O Tribunal de Justiça de Sergipe (TJ-SE) se pronunciou há pouco a respeito da decisão judicial que suspendeu o WhatsApp por 72 horas em todo o território nacional. Em nota, o TJ-SE informa que a razão pelo bloqueio do mensageiro é a mesma que levou à prisão do vice-presidente do Facebook na América Latina, Diego Dzodan, em março deste ano.

Ainda segundo as autoridades, o processo tramita em segredo de justiça e a medida perpetrada pelo juiz atende a uma medida cautelar ingressada pela Polícia Federal e com parecer favorável do Ministério Público. A razão de todo imbróglio continua sendo as negativas do Facebook, dono do WhatsApp, em atender a determinações judiciais pedido a quebra de sigilo de mensagens trocadas pelo aplicativo por pessoas investigadas por tráfico de drogas.

Confira na íntegra a nota divulgada pelo Tribunal de Justiça de Sergipe:

O Juiz Marcel Maia Montalvão, da Vara Criminal do Município de Lagarto, Centro-Sul de Sergipe determinou, nesta segunda-feira, 02.05, nos autos do Processo nº 201655000183, que tramita em segredo de Justiça, a suspensão de 72 horas dos serviços do aplicativo WhatsApp.

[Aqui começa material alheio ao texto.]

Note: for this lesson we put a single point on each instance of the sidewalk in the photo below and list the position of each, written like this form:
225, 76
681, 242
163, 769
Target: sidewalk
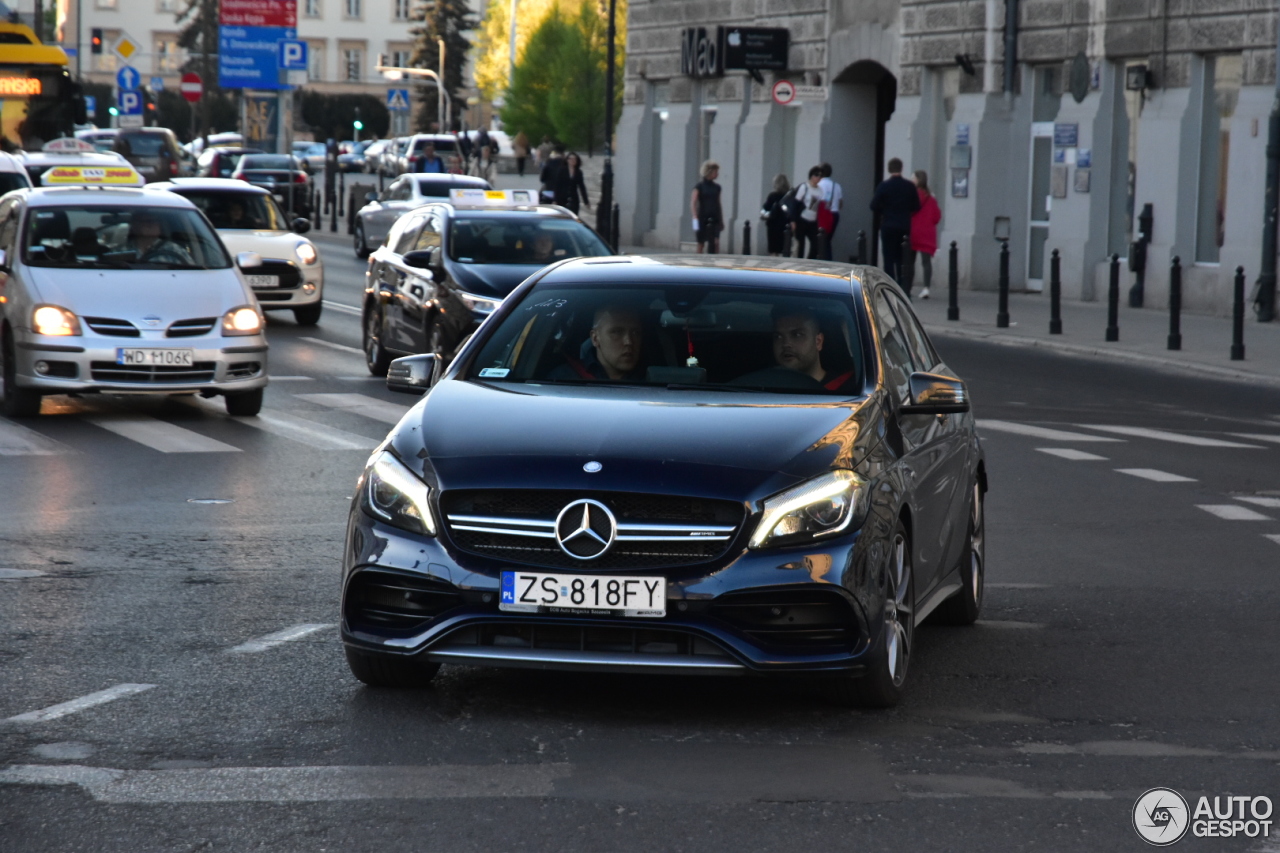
1143, 333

O magistrado atendeu a uma medida cautelar ingressada pela Polícia Federal, com parecer favorável do Ministério Público, em virtude do não atendimento, mesmo após o pedido de prisão do representante do Facebook no Brasil, da determinação judicial de quebra do sigilo das mensagens do aplicativo para fins de investigação criminal sobre crime organizado de tráfico de drogas, na cidade de Lagarto/SE.

O Juiz informou ainda, que a medida cautelar está baseada nos arts. 11, 12, 13 e 15, caput, parágrafo 4º, da Lei do Marco Civil da Internet.